Just the other day, I wrote this about Rich Thompson: “Rich Thompson was a good hitter last year. He can’t suddenly be a bad one. How can you trust anyone, anything, if what was just true no longer is?” Is Ricky Romero, who was an All-Star in 2011 (he even got a Cy Young vote), now a bad pitcher? Last year, his ERA was not only bad, it was the worst. Maybe it wasn’t sudden, though. Maybe this is the demise after a gradual, inevitable decline. But wait: decline? Romero is only 28 years old, basically in his prime. Who declines at that age?
He doesn’t think he’s finished. Read this. He’s in the middle of making 30 million guaranteed dollars, but he isn’t satisfied with that. Romero sat in the dugout throughout last night’s game, suffering the consequences of his mistakes. He watched reliever Chad Beck give up Wil Myers’ bases-loaded double, scoring all three guys Romero had walked—runs six, seven, and eight—and inflating his ERA even more. But he was trying to be a good accountable teammate instead of hitting the shower, the steakhouse, the limo, the bar.
What separates most athletes from most of the rest of us is this: We are content with our reward even if we fail. They are not. They just want to keep trying. They think they can always be better. Remember when Hideki Matsui was playing for the Bulls, around this time last year? Hideki Matsui has earned more than twice the millions Ricky Romero has made in his career. He was retirement-age last year. Yet he kept trying. The athlete’s armature—his teeth, his quills—is in his denial of failure. He—or she—refuses to concede. Refuses to be content. Refuses even the truth when it descends like the night.

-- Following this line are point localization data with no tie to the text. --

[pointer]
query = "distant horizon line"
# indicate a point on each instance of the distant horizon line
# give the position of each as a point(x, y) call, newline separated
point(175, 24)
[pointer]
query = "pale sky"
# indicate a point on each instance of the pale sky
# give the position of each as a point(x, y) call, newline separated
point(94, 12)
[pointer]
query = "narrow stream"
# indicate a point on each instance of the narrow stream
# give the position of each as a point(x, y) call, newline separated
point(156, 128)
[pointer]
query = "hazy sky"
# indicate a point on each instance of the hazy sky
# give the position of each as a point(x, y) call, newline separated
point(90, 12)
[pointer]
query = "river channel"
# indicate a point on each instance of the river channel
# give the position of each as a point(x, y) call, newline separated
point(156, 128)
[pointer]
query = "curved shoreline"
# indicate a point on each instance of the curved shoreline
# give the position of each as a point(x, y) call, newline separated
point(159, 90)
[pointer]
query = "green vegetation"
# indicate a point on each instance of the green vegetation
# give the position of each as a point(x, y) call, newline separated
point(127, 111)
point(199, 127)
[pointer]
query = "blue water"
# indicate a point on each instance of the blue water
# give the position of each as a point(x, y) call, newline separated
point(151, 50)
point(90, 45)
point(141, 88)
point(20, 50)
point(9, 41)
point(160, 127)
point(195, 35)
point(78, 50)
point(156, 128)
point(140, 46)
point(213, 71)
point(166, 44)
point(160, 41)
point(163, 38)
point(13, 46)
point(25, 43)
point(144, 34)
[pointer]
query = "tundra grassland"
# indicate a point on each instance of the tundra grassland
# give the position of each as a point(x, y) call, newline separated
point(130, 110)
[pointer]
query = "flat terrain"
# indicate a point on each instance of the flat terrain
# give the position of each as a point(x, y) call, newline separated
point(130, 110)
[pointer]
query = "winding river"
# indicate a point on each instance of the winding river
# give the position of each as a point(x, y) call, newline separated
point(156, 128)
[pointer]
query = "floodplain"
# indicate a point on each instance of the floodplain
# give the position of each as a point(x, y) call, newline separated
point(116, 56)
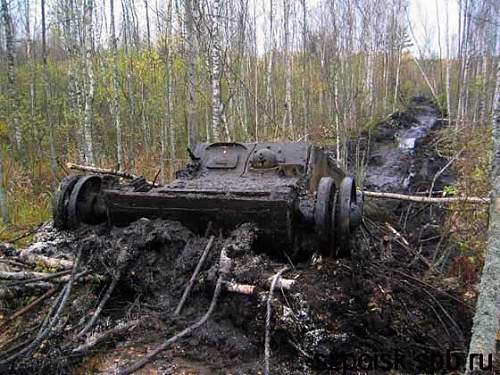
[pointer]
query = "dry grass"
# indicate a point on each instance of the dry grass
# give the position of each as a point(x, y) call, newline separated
point(469, 225)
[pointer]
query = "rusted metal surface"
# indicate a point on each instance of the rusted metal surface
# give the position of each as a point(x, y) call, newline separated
point(298, 197)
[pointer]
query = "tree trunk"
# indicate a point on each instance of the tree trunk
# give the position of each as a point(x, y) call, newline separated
point(46, 98)
point(287, 119)
point(116, 102)
point(270, 67)
point(215, 57)
point(11, 75)
point(486, 323)
point(190, 74)
point(88, 150)
point(3, 198)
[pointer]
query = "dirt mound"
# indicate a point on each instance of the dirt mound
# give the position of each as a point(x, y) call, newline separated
point(385, 308)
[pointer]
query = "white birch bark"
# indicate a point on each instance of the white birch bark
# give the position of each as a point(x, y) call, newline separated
point(11, 75)
point(190, 74)
point(215, 62)
point(116, 102)
point(88, 150)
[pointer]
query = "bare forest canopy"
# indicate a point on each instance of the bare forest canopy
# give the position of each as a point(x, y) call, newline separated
point(130, 84)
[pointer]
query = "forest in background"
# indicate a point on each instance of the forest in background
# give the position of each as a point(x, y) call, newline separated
point(130, 84)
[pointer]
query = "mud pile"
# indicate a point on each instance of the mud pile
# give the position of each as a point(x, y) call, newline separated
point(384, 308)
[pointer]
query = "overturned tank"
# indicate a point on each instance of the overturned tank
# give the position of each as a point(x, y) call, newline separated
point(295, 193)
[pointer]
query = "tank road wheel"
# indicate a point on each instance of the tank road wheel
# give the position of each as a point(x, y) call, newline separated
point(82, 200)
point(333, 229)
point(347, 217)
point(60, 201)
point(323, 212)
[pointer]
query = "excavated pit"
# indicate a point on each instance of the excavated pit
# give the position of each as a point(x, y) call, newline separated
point(383, 301)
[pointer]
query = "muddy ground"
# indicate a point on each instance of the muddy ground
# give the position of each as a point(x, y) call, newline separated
point(393, 305)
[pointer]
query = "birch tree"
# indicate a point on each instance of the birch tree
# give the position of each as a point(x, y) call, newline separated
point(11, 75)
point(190, 73)
point(215, 73)
point(87, 145)
point(46, 98)
point(115, 109)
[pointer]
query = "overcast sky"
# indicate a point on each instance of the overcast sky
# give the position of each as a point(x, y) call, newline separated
point(428, 18)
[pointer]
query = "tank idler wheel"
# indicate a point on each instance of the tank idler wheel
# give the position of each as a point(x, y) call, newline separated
point(323, 212)
point(61, 200)
point(347, 217)
point(82, 200)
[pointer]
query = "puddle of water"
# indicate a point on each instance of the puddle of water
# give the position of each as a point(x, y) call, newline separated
point(407, 143)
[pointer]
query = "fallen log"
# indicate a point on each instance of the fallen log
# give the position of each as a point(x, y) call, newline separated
point(112, 172)
point(249, 289)
point(36, 259)
point(421, 199)
point(27, 275)
point(193, 276)
point(14, 291)
point(119, 330)
point(29, 307)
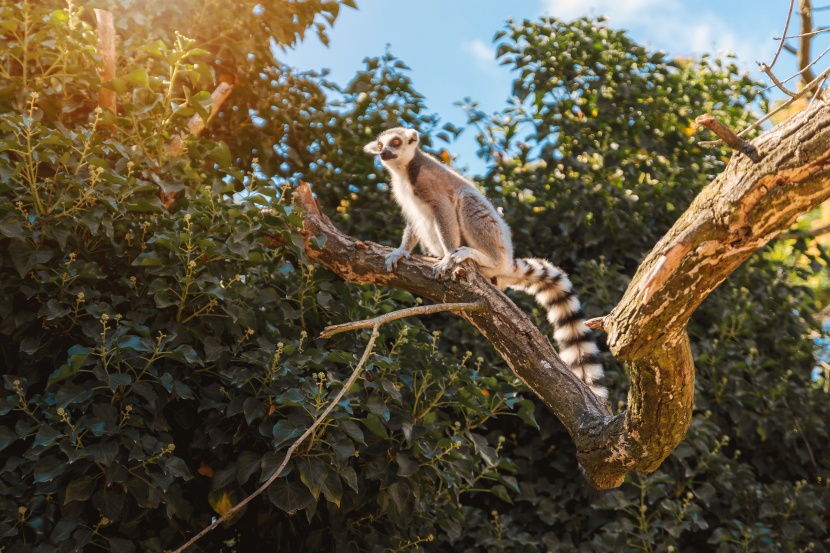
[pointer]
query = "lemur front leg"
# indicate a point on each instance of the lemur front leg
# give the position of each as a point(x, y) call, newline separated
point(449, 234)
point(409, 241)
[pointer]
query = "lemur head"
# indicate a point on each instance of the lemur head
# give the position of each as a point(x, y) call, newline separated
point(396, 147)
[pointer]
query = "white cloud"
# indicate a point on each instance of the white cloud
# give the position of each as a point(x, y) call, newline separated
point(680, 28)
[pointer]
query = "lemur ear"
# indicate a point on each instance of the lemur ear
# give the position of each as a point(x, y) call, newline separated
point(411, 136)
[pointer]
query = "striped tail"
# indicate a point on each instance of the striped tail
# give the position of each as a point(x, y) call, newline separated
point(554, 292)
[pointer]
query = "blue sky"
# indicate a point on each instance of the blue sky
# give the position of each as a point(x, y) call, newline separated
point(448, 43)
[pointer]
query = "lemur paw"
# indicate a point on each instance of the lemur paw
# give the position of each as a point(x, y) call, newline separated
point(444, 267)
point(393, 258)
point(462, 254)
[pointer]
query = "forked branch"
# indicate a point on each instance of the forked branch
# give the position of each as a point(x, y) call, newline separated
point(739, 212)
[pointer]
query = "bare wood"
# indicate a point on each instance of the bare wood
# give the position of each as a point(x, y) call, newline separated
point(596, 323)
point(806, 12)
point(768, 70)
point(728, 136)
point(740, 211)
point(330, 331)
point(812, 233)
point(196, 124)
point(106, 49)
point(784, 105)
point(784, 34)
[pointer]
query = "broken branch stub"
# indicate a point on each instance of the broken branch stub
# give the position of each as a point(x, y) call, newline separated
point(734, 216)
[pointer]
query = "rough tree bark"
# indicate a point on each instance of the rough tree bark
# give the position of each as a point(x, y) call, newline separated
point(739, 212)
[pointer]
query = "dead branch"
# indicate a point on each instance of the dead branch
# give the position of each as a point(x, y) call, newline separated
point(728, 135)
point(784, 34)
point(330, 331)
point(106, 49)
point(739, 212)
point(374, 324)
point(812, 233)
point(806, 13)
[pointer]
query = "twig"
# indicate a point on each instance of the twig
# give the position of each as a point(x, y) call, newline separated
point(806, 38)
point(768, 70)
point(803, 35)
point(106, 48)
point(821, 78)
point(728, 136)
point(330, 331)
point(194, 127)
point(346, 386)
point(786, 26)
point(196, 124)
point(800, 71)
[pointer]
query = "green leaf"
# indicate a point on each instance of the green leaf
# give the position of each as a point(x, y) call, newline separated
point(148, 259)
point(48, 468)
point(284, 430)
point(289, 496)
point(332, 488)
point(375, 425)
point(7, 437)
point(312, 472)
point(79, 489)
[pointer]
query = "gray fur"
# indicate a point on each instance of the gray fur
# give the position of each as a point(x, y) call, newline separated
point(454, 221)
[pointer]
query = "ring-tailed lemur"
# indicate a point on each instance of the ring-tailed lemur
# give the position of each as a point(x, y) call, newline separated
point(453, 221)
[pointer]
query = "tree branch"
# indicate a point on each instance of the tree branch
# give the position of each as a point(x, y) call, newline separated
point(806, 12)
point(106, 49)
point(739, 212)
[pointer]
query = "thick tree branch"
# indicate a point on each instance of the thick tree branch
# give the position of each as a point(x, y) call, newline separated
point(739, 212)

Yet, surrounded by the armature of his teammate, John Stilson; by that of a sympathetic opponent, Chris Gimenez; and, indirectly, by the armature of the Bisons and Blue Jays team official who was protecting manager Marty Brown—who was, in turn, tacitly protecting Romero by his apparent indisposition to talk to a reporter—protected by all those teeth and quills, there was something immensely tender about Ricky Romero, the vulnerable force at the center of it all. “I bet he’s still sitting in the dugout,” Gimenez said, in a tone that was made of equal parts sadness and admiration and evoked a lonely image of a man not running for cover but still clinging to the field long after the battle was over. He had already lost.
He wasn’t in the dugout, though, as Gimenez guessed—he was sitting at his locker. There was more support there, and more comfort, but Romero was no less alone with his failure. The most isolating thing about it is that Romero surely has no idea why his failure has come to be. There are people to give him sympathy, but no one can come up with an explanation. If his coaches knew what the problem was, they’d tell him and solve it. If his teammates knew, they’d want want to do more than hug him. All over the internet they’re trying to come up with an answer, but not even the best efforts do more than speculate or get closer than this, baseball’s essential truth: “It sounds so simple until you realize it’s incredibly hard.”
The Bulls and Bisons play again at 7:05 p.m. tonight.